Google DeepMind: AlphaGo VS Lee Sedol, Innovative Playing Style Within The Five-Game Match

Jan 07, 2017 09:10 PM EST | Hem Cervantes

March 2016, a game against Google DeepMind's artificial intelligence program AlphaGo defeated a world top-level South Korean player Lee Sedol in a landslide 4-1 victory. If Lee had lost to Go, it would only have been a matter of time before he improved enough to surpass the Google DeepMind's artificial intelligence.

Go is continuously evolving. According to Lee, the reigning top-ranked Go player has acknowledged that human beings are no match for robots in the complex game after he lost three games. The main objective of the game is to fully surround a larger total area of the board with one stone than the opponents. 

AlphaGo is a computer program developed by Google DeepMind in London to paly the board game Go. Go is played by two players.
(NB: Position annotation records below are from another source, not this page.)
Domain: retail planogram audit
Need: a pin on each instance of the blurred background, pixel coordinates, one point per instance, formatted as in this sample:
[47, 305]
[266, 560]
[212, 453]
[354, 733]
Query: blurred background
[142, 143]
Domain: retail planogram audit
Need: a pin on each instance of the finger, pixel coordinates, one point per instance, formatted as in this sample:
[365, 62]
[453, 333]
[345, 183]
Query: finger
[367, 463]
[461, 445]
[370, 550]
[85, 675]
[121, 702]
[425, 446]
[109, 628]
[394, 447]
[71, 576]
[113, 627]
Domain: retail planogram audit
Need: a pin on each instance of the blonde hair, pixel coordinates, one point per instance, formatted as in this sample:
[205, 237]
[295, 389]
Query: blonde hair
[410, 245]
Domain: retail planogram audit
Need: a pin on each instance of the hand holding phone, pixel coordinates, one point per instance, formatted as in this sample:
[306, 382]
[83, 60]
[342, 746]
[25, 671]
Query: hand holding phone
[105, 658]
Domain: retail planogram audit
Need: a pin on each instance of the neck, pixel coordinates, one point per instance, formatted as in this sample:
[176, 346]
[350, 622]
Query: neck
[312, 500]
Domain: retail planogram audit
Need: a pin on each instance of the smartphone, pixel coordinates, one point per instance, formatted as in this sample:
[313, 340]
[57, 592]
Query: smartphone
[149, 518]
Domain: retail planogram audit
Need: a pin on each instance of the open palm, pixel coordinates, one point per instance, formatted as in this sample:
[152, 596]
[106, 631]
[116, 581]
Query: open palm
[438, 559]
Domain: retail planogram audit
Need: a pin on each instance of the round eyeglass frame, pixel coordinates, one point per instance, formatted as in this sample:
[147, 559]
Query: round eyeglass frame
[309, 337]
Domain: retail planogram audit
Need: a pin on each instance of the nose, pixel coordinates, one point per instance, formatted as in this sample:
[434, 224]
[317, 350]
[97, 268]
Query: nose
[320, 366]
It is an abstract strategy board game in which the aim is to surround more territory than the opponent.  It has both a larger board with more scope for play and longer games and many alternatives to consider per move. 

In a statement, Baidu said that globally there are many robots versus human contest most that focuses on chess games and quizzes. He added that robots' facial and voice recognition is a huge challenge while humans have an advantage. In order for the robots to achieve greater accuracy, they require a great deal of training with huge amounts of data.

Baidu mentioned that the training may include identifying people from old unclear pictures. Through millions of years of evolutionary history, humans have developed the ability in recognizing and memorizing human voices and faces instantly.

When Google confirmed the artificial intelligence identity, there should have been no doubts that the Master is not a human. For Go team coach, only a robot could make a move for almost every five seconds in fast paced game requiring only each player to make at least three moves every 20 seconds. The achievement of AlphaGo's victory is nevertheless was achieved by adopting general or multi-purpose rather than narrow or task specific intelligence.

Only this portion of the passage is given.